I think that's a minimum rather than an ideal...

OP posts:
Marlboroandmalbec34 · 08/04/2019 22:41

Bloody hell hope that’s not every mans ideal? I would have to start dating 60 year olds!!
I have set my age limits as 7 years younger 12 years older. Tbh I don’t fancy men more that 5 years younger as they are in a different life stage I find

ccgirr · 08/04/2019 22:43

Ha Marlboro I agree 🤣🤣🤣

MrDrummer · 08/04/2019 22:44

It's a stupid "socially respectable" minimum that someone thought up. I am roughly the same age and I think much more than 8 or 9 years below might feel a bit awkward tbh, plus you are getting into the "might still want to squeeze out one last child" territory.

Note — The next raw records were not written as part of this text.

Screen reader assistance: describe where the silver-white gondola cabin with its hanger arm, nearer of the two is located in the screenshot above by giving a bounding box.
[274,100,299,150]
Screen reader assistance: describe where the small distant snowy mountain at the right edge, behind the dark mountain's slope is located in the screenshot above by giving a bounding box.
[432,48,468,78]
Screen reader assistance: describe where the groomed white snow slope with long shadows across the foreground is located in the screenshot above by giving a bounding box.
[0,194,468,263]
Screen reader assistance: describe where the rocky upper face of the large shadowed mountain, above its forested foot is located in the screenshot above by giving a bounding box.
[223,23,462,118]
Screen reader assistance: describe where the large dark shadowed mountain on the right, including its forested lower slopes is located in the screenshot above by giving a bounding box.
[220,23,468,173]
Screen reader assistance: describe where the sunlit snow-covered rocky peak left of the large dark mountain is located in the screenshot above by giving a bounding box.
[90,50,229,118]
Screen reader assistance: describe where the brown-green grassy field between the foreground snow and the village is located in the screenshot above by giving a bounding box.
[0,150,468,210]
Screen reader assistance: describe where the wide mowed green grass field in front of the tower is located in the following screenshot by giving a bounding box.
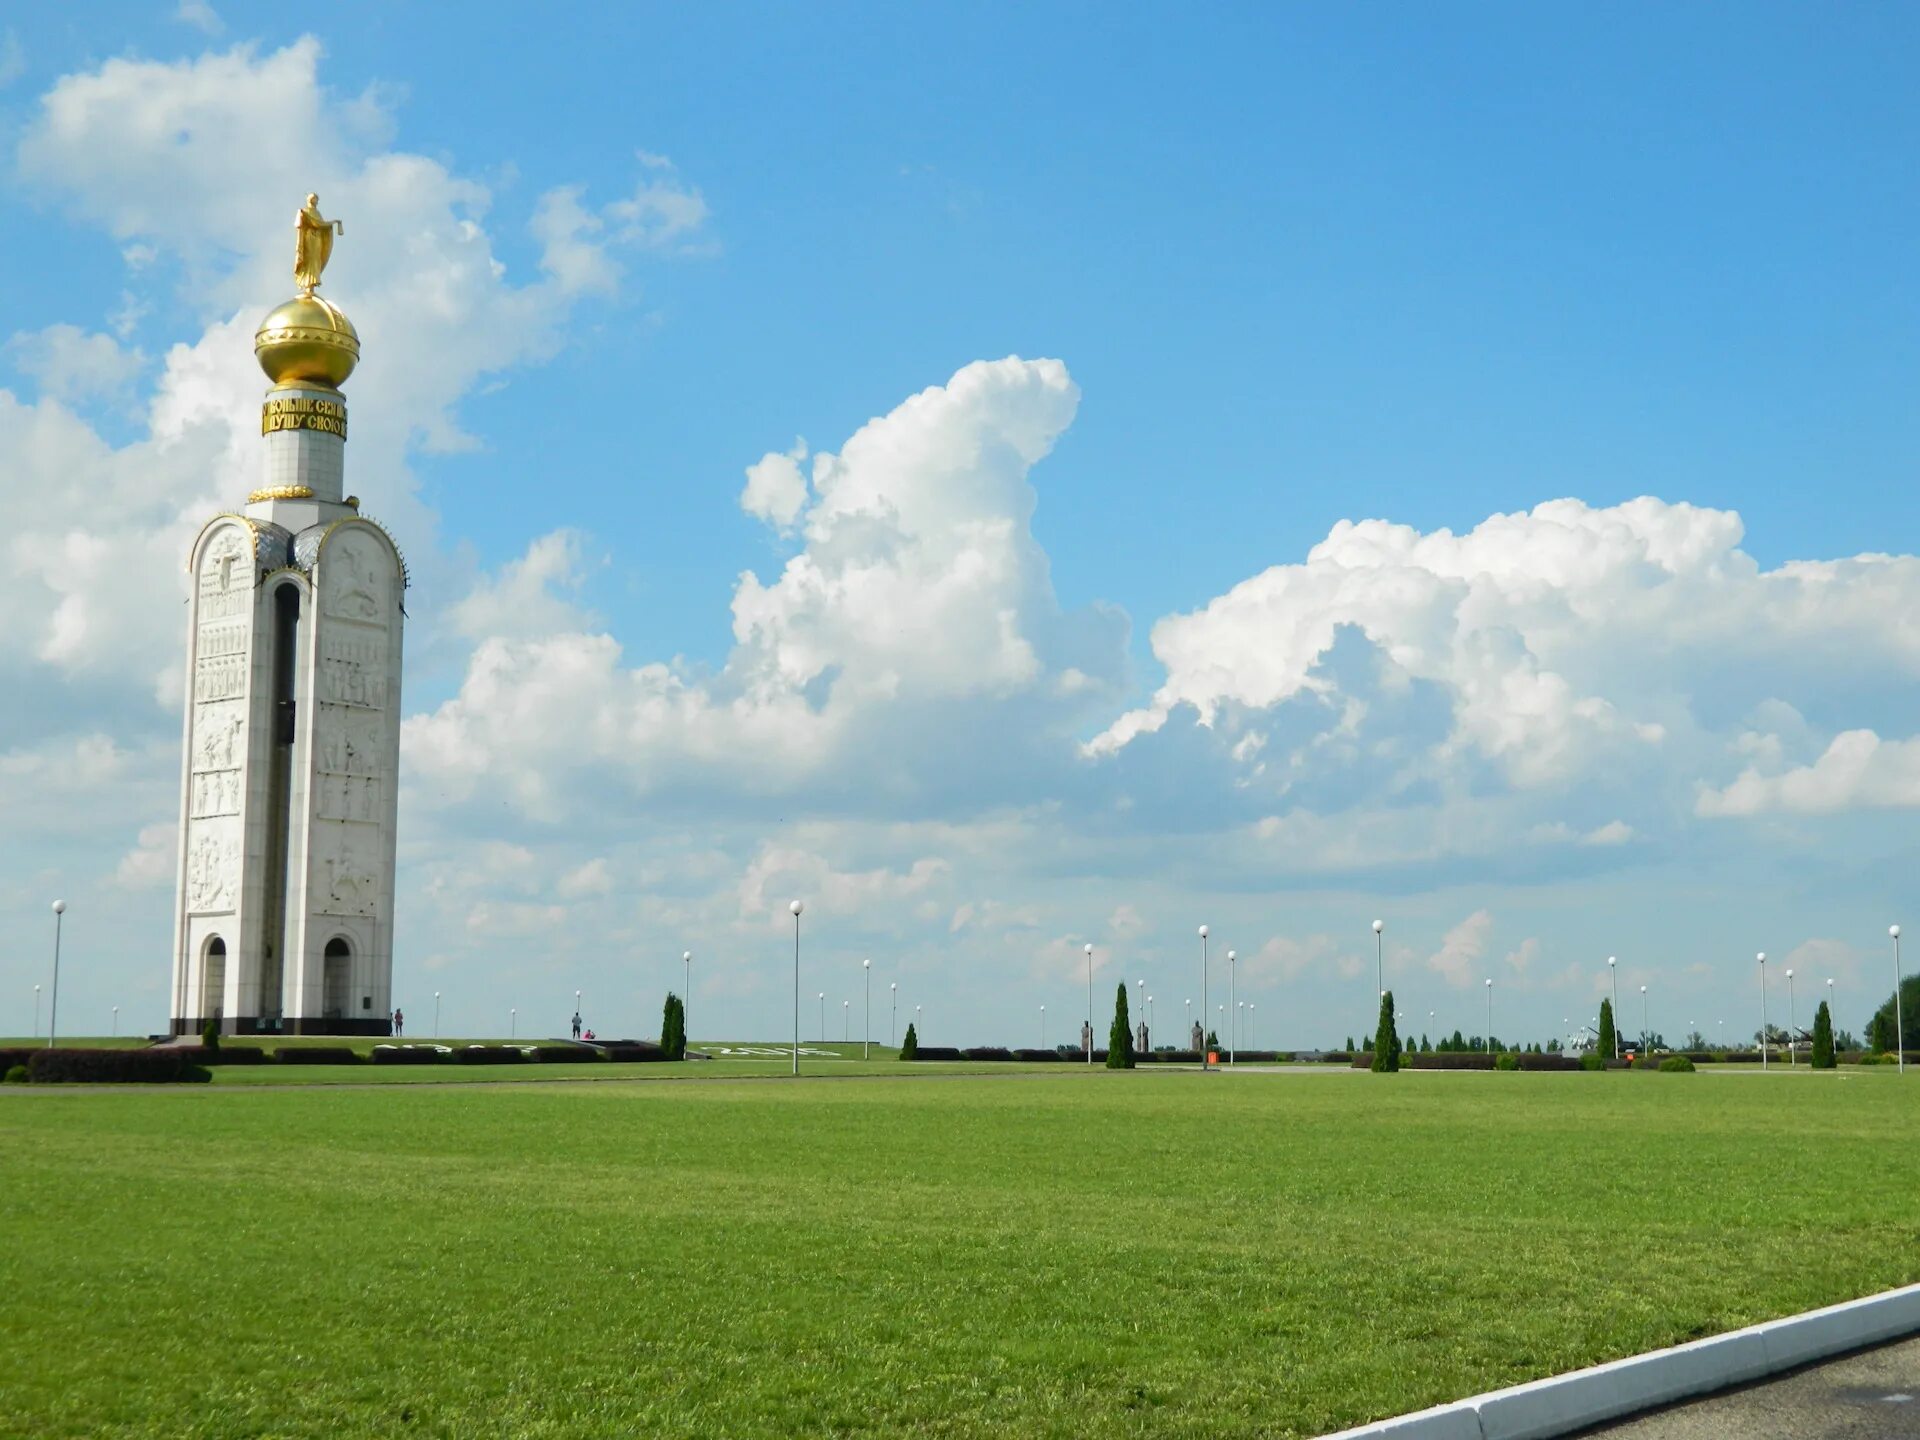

30somethingandsingle · 08/04/2019 22:51

I set my age as my age and up to 12 years older. More chance of them already having children (and therefore not wanting more, as I categorically, don't!).
I have also just always preferred older men.

OP posts:
ccgirr · 08/04/2019 22:52

Thanks drummer that’s good to hear. We have already agreed neither of us wants more- 6 between us! You’d think It would help me feel more confident but still doesn’t! Can probably thank past relationships for that!